2. What is silicone used for?
Silicon is in many products such as semiconductors, the alloying element in metal products and silicon compounds, says Savarian.
– 15 percent of world production of metallic silicon, with a purity of 96-99 percent of silicon, is refined to semiconductor purity; Usually 99.9999999%. High purity is very important for silicon solar cells. The main use of mass is as an alloying element in metal products. Ferrosilicon – iron / silicon alloy – used for steel and cast iron products. Metallic silicon is also used in alloys, such as commercial aluminum alloys. Compounds such as silicones, carbides and oxides have different applications. Silicon carbide (SiC) as ceramic or cutting material and molybdenum sinter (MoSi .)2) as a nutrient in ovens and in microelectronics as a contact material, he explains.
3. How is silicone produced?
Silicon is extracted from quartz (SiO .).2).
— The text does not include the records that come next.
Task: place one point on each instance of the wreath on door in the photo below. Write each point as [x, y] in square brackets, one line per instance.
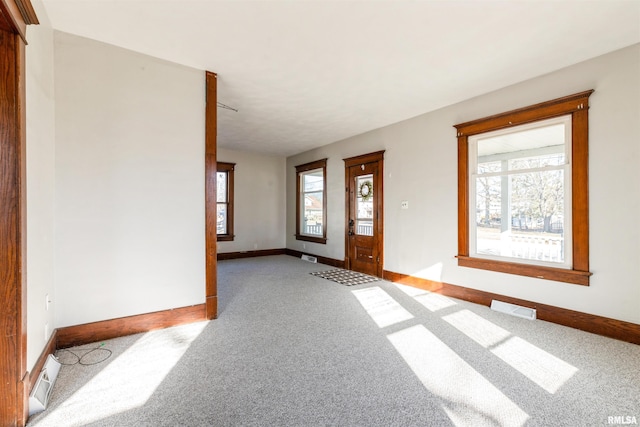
[366, 190]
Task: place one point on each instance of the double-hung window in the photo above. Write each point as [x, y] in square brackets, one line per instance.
[224, 199]
[311, 203]
[523, 191]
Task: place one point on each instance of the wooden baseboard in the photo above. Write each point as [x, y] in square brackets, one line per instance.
[612, 328]
[250, 254]
[322, 260]
[49, 348]
[108, 329]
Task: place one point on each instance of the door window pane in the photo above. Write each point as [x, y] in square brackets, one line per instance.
[364, 205]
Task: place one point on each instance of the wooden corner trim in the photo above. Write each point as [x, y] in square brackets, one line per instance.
[107, 329]
[250, 254]
[612, 328]
[27, 12]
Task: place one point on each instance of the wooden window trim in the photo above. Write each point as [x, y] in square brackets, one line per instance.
[577, 106]
[228, 168]
[318, 164]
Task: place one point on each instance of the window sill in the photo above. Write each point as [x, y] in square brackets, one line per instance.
[576, 277]
[322, 240]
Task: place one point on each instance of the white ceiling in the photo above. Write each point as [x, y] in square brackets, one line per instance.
[305, 73]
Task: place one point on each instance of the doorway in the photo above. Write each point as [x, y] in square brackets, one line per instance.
[364, 208]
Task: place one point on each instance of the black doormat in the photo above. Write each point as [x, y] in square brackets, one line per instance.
[345, 277]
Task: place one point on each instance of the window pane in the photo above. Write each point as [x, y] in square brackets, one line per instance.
[312, 214]
[364, 205]
[530, 225]
[221, 178]
[221, 227]
[312, 181]
[523, 149]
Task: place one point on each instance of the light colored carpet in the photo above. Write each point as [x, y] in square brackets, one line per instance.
[291, 349]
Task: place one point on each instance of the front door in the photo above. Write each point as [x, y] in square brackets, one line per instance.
[364, 209]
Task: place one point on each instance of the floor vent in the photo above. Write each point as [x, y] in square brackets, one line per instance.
[514, 310]
[39, 396]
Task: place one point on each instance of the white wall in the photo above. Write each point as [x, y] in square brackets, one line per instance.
[40, 183]
[259, 201]
[129, 183]
[421, 167]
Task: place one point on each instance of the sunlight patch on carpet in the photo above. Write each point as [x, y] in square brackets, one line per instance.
[128, 381]
[467, 397]
[544, 369]
[383, 309]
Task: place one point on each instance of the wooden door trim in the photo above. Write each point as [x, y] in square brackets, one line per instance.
[211, 236]
[13, 296]
[375, 157]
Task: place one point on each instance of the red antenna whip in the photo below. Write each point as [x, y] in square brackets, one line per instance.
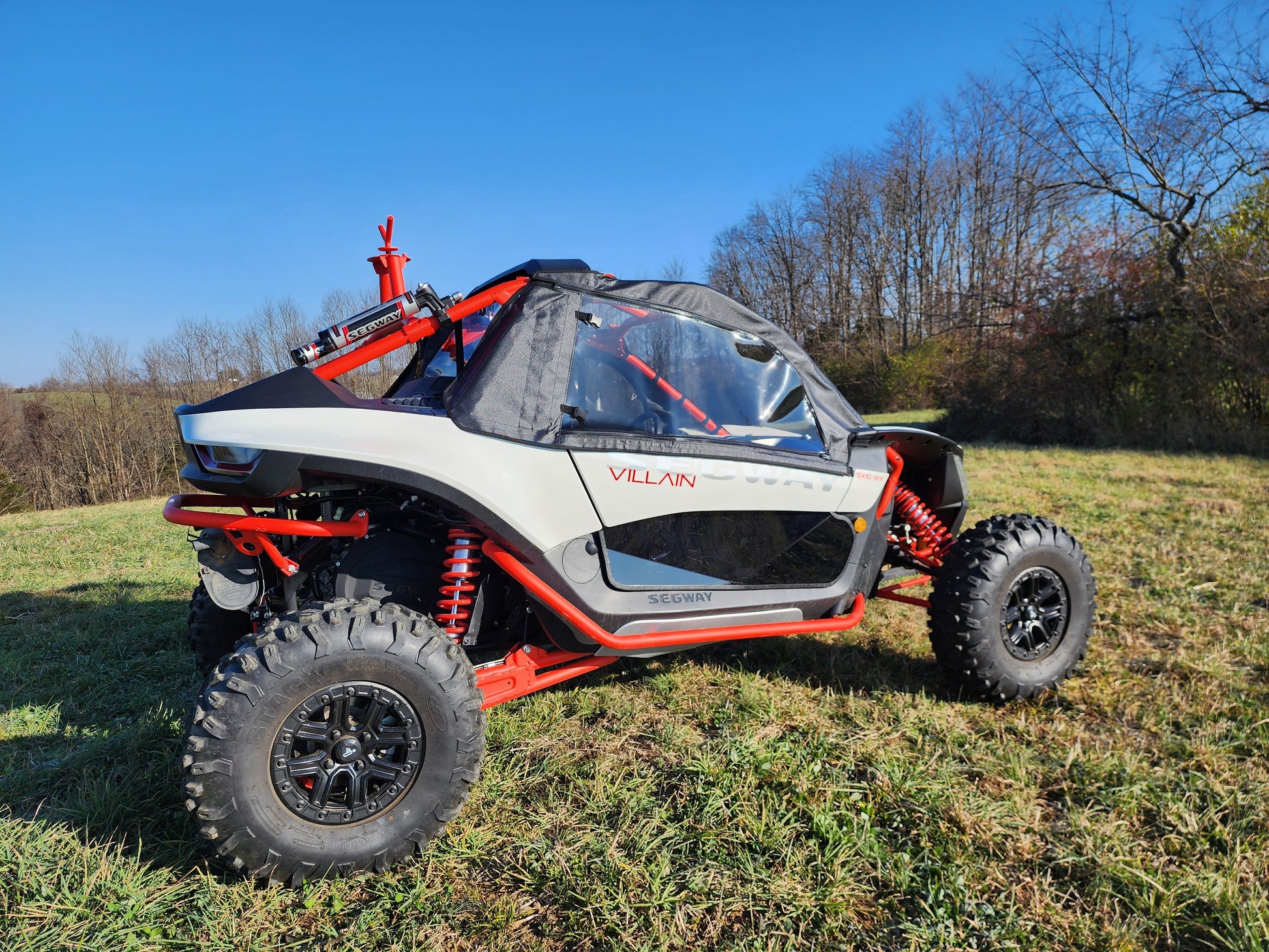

The current technology is a high-temperature carbon heat reduction process in which quartz particles are heated, melted, and reduced by solid carbon – coal, metallurgical coke, wood – in submerged electric arc furnace (SAF). Process Chemical Reaction: SiO2 + 2 C → Si + 2 CO silicon carbide (SiC) is formed in the upper parts of the furnace, and some silicon oxide reduction can be done by the following reaction: 2 SiC + SiO2 → 3 Si + 2 CO The produced silicon is melted and drained from the SAF, while the CO and SiO gases leave the furnace. SAF technology is used with quartz and iron ore as raw materials for fused ferrosilicon alloy with 80 percent Si and 20 percent Fe. SisAl – patented by NTNU – is a CO2– Free process in beta domain testing. In this technology, aluminum from secondary sources reduces silicon oxide instead of carbon: 3 SiO2 + 4 Al → 3 Si + 2 Al2a3
4. What are the biggest challenges in silicon production?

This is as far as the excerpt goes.